The Federal Aviation Association (FAA) is charged by statute with “promot[ing] safe flight of civil aircraft in air commerce by prescribing * * * minimum standards required in the interest of safety for * * * the design, material, construction, quality of work, and performance of aircraft,” as well as “regulations and minimum safety standards for other practices, methods, and procedure[s] * * * necessary for safety in air commerce” and is required to consider carriers’ duty to provide the “highest possible degree of safety.”

Pursuant to the Federal Aviation Act, the group Flyers Rights petitioned the FAA for a rulemaking on minimum seat standards. The group noted that in recent history the average airline seat has decreased from 35 to 31 inches in “seat pitch” (the measure between a point on the seat and the same point on the seat in front of it) and from 18.5 to 17 inches in seat width, while the average American has steadily increased in weight and girth over the last 50 years. The group asserted these changes were unsafe, both in limiting passengers’ ability to evacuate the plane in an emergency as well as the seats’ role in causing deep vein thrombosis.

In rejecting the petition, the FAA made a series of representations as to the safety of smaller modern seats, without citing any studies or tests to corroborate those statements. After follow-up, the FAA cited to a set of its own studies on aircraft evacuations — none of which it disclosed to the group and none of which studied reduced seat sizes.

Reviewing the FAA’s denial, the court held that the FAA had acted arbitrarily when it “failed to provide a plausible evidentiary basis for concluding that decreased seat sizes combined with increased passenger sizes have no effect on emergency egress.” The court firmly rejected the FAA’s assertion that “seat dimensions are categorically unimportant to emergency egress.” The court responded in part that:

The Administration’s rationale also blinks reality. As a matter of basic physics, at some point seat and passenger dimensions would become so squeezed as to impede the ability of passengers to extricate themselves from their seats and get over to an aisle. The question is not whether seat dimensions matter, but when.

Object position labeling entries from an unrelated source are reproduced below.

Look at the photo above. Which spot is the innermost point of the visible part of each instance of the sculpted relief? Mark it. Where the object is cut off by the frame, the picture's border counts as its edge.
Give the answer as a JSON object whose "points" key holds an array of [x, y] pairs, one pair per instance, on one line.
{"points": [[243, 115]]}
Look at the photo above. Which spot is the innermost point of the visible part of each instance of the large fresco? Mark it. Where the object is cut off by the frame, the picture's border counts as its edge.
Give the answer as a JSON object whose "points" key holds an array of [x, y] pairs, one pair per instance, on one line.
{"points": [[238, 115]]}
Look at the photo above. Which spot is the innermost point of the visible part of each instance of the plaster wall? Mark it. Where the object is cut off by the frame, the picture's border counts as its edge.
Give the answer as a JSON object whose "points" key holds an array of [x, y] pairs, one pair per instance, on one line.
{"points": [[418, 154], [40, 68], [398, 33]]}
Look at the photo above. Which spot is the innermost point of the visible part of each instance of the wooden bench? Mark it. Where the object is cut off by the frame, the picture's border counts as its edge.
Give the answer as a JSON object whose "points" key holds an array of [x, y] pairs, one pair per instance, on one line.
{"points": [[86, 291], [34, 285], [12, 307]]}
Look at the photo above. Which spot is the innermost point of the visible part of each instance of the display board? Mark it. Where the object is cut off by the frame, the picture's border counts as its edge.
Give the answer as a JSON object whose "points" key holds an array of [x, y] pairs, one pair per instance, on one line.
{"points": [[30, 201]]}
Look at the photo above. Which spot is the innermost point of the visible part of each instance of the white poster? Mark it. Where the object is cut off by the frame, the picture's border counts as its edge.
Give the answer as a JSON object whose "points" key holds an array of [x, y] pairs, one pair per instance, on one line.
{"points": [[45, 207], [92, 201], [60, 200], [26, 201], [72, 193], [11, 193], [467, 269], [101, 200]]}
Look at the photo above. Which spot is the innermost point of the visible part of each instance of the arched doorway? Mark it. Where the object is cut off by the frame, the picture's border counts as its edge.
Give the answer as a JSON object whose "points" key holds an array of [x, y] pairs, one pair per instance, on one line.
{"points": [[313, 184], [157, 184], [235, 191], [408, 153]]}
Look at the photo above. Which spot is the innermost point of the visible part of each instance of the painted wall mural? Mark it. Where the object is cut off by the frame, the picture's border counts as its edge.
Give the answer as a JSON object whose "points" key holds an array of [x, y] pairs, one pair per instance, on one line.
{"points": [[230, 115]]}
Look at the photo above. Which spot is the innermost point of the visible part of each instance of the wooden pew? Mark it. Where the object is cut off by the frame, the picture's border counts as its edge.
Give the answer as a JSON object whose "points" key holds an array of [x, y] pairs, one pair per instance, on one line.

The court was particularly critical of the FAA’s assertions that it was in possession of tests showing decreased seat sizes were safe and had relied upon those tests in rejecting the petition, but did not include those tests in the record (even under seal) because they were “proprietary.” The court did not agree that such hidden tests were adequate support for the agency’s decision, stating:

[T]hat is not how judicial review works. We cannot affirm the sufficiency of what we cannot see. “[A]n agency decision based on ‘reliable data reposing in the [agency’s] files’” but hidden from judicial view “simply cannot withstand scrutiny.”

In light of the FAA’s failure to present an adequate record for judicial review, the court remanded to the agency to “adequately address the petition and the emergency egress concerns it raises.” Accordingly, the FAA will have another shot at explaining whether ever-smaller airline seats are safe for evacuations.